The quality was Trump’s highest-rated in the poll, which tested eight attributes related to foreign and domestic policy, and asked those surveyed which candidate best embodies those qualities. A majority or a plurality of likely caucusgoers chose Trump over the rest of the GOP field for each attribute, which helps explain his commanding lead in the poll. 

Trump’s other highest-rated attributes include being the candidate who would best handle the economy (68%), keep their families safest (59%) and be the strongest leader (59%).  

Read more about the poll, including former U.N. Ambassador Nikki Haley and Florida Gov. Ron DeSantis’ highest-rated qualities, on the Meet the Press Blog.

Eyes on 2024: GOP presidential hopefuls react to impeachment inquiry

 Some GOP presidential candidates voiced support on Wednesday for House Republicans’ vote to launch an official impeachment inquiry into President Biden and his son’s business dealings.

Florida Gov. Ron DeSantis told Fox News, “I think this inquiry is justified,” per NBC’s Sarah Dean.

He added, “I think it should have been done long ago. He’s got so many issues that are clouding his presidency. He clearly would not be a great candidate for the Democrats.”

Former New Jersey Gov. Chris Christie told NBC’s Nnamdi Egwuonwu in New Hampshire that the president and the Biden administration were “bringing this on themselves” by not cooperating with the House GOP’s investigation. 

Asked if there was enough evidence to support launching an impeachment inquiry, Christie said, “How are you supposed to make that decision if they won’t cooperate?”

The lone candidate who vocally opposed an impeachment inquiry on Wednesday night was former Arkansas Gov.
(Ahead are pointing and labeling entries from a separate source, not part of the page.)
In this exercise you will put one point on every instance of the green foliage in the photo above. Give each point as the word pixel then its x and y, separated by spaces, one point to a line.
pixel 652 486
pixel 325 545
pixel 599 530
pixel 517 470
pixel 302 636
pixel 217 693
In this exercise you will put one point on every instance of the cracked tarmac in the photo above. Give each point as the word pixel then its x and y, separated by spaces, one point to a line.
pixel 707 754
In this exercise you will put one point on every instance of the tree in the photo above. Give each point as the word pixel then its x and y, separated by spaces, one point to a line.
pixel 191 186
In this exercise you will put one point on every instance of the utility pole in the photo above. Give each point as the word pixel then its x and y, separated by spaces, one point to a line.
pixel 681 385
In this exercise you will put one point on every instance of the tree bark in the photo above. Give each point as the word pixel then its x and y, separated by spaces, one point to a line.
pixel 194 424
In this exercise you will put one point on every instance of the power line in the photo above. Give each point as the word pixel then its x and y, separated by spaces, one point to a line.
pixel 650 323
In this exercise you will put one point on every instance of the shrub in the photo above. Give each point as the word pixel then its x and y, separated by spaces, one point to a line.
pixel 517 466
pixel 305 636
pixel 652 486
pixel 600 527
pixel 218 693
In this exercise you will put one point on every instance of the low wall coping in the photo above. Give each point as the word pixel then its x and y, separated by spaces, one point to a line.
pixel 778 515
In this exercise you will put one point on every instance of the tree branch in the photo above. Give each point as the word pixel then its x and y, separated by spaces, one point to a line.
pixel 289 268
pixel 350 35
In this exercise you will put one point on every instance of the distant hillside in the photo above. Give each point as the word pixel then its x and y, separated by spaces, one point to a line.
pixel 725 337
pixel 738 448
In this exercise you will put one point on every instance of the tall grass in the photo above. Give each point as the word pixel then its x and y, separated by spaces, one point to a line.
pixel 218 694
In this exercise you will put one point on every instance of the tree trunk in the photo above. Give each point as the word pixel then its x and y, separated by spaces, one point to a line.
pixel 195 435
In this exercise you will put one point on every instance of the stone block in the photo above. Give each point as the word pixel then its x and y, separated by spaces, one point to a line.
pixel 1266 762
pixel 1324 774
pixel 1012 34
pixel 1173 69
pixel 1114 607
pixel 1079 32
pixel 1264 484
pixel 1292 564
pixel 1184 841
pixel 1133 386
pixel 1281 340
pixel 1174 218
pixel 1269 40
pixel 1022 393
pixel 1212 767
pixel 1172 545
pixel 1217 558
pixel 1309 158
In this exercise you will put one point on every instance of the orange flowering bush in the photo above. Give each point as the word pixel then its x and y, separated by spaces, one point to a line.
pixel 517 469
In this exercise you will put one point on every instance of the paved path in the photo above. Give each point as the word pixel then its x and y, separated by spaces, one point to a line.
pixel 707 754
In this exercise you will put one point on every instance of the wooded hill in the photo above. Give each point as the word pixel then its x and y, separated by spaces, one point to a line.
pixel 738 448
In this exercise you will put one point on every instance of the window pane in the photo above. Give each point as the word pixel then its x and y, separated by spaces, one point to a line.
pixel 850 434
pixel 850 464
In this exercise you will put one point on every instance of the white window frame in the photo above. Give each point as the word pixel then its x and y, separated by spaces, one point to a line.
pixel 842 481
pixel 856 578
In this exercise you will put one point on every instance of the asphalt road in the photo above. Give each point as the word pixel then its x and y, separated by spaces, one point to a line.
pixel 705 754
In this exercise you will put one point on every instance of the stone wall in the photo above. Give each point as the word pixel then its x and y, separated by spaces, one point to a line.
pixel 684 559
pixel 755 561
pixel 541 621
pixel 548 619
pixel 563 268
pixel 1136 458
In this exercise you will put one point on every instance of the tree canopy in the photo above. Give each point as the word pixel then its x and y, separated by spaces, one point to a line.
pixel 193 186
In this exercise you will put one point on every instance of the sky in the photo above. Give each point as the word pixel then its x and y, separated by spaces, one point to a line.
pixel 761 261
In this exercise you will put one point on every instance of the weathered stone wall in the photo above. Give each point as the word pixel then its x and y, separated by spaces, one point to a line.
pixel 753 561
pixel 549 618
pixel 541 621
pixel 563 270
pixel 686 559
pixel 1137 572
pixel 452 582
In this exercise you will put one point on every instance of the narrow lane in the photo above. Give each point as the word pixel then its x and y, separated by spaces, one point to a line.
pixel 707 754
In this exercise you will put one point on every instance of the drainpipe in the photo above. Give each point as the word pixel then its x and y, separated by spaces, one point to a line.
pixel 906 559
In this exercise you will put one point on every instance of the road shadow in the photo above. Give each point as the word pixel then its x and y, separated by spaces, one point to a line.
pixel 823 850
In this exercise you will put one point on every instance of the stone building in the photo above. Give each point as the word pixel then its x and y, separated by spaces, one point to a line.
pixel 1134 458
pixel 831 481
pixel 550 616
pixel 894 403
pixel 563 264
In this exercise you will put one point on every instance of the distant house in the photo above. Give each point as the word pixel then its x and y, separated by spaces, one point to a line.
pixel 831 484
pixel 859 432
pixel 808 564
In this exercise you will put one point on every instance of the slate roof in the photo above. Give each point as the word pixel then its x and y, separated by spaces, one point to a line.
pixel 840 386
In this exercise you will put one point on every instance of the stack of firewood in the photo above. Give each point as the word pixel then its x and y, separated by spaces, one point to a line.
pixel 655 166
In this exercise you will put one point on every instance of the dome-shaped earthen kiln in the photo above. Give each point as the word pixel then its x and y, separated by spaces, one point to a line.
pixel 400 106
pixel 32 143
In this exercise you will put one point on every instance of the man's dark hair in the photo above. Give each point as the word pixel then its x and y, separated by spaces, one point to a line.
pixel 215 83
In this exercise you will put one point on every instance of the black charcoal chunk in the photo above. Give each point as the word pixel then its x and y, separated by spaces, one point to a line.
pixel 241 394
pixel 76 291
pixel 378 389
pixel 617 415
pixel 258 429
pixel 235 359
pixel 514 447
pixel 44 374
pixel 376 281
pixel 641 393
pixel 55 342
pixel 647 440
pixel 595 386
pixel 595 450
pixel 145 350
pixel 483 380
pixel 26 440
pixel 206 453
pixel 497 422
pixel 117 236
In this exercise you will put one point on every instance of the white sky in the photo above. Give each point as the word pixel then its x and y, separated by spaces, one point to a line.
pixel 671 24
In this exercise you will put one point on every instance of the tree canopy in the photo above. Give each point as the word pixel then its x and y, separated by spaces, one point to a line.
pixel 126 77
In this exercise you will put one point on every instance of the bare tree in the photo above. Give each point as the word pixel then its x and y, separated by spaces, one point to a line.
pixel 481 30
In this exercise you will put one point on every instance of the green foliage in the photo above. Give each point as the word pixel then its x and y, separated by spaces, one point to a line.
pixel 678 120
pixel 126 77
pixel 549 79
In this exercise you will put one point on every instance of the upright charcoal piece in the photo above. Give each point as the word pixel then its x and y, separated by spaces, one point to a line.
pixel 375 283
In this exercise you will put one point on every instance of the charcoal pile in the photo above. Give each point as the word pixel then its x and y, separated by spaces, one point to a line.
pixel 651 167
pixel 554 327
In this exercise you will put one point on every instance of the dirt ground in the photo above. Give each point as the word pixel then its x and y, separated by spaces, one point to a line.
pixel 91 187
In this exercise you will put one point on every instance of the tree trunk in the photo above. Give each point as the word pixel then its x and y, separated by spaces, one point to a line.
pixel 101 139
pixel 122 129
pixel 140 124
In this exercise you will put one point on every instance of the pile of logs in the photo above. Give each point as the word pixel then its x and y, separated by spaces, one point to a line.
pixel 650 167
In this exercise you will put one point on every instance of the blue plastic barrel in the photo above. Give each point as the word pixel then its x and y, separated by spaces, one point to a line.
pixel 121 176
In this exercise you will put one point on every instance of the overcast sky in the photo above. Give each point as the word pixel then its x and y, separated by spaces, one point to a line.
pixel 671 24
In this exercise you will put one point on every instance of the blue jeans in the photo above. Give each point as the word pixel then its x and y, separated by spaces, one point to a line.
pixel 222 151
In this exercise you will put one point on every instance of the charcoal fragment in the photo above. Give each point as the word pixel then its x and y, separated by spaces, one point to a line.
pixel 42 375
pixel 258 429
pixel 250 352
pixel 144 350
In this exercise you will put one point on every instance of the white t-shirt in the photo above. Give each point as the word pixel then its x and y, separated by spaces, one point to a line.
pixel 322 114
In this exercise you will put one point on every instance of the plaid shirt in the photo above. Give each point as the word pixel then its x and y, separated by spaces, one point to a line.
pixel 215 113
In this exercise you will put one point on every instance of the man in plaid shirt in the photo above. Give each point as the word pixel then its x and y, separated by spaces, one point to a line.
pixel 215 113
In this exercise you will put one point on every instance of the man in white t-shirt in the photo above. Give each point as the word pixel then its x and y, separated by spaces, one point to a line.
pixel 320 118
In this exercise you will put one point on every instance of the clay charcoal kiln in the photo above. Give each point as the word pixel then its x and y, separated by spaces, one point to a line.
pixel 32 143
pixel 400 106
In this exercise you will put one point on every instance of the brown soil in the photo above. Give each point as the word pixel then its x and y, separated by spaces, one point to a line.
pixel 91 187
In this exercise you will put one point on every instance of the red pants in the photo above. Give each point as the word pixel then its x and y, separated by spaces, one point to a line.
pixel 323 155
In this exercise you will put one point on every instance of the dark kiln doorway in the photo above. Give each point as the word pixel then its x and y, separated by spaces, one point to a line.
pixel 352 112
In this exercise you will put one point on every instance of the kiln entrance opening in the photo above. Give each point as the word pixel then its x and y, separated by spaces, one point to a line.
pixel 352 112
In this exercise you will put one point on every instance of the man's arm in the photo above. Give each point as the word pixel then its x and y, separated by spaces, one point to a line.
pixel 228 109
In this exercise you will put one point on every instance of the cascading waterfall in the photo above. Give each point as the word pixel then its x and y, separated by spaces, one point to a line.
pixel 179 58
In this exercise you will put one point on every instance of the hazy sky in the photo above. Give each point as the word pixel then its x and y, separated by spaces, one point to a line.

Asa Hutchinson, who told NBC’s Jillian Frankel, “I would prefer Congress spend its time on border security and aid to Israel and Ukraine rather than pursue an impeachment inquiry.”

Notably, former President Donald Trump did not bring up the vote on the inquiry at an event in Iowa on Wednesday night, per NBC’s Frankel and Jake Traylor.

Former U.N. Ambassador Nikki Haley was also mum on the issue, but supported an impeachment inquiry back in June, when she told Fox News that Republicans “absolutely should” start the process.  

In other campaign news … 

A rivalry beyond the campaign trail: NBC’s Matt Dixon and Allan Smith examine the feud between Trump and DeSantis, writing, “Trump doesn’t want to just beat DeSantis; he wants to end his — and perhaps his family’s — political career for good.”

Trump trial: After months of fireworks, testimony in the $250 million civil fraud trial against Trump and his company wrapped up on Wednesday, NBC’s Adam Reiss and Dareh Gregorian report.

On the airwaves: The Biden campaign is launching bilingual TV ads targeting Latino voters that tie Trump to Venezuelan dictators Hugo Chavez and Nicolas Maduro, per The Messenger.

Texas abortion case collides with politics: The New York Times details how Democrats are seizing on a high-profile abortion case in Texas to criticize Republicans on the issue.  

He’s back: Former controversial GOP Rep. Steve King, who was known for making racist remarks, resurfaced on the campaign trail Wednesday, appearing with entrepreneur Vivek Ramaswamy at multiple events in Iowa. The former congressman also hinted at a possible run for governor, telling NBC’s Alex Tabet that he “might take a look.”  

He’s also back: Republican J.R. Majewski is back for a rematch against Democratic Rep. Marcy Kaptur, and this time he has some high-profile Republicans supporting his run, per the New York Times. Last year, national Republicans pulled their support when reports raised questions about his military record.  

Abortion on the ballot: Florida activists pushing for a ballot measure guaranteeing abortion access before fetal viability are appealing to Republican voters as they gather signatures for the effort, NBC’s Aaron Franco and Morgan Radford report.

ICYMI: What ELSE is happening in the world

Hunter Biden defied a congressional subpoena to testify behind closed doors, instead giving remarks outside the Capitol where he reiterated his call to testify in a public hearing.

The Supreme Court agreed on Wednesday to hear a case related to medication abortions as well as a case looking at whether those involved in the Jan. 6, 2021 Capitol riot can be charged with obstructing an official proceeding, which could affect the federal case against Trump.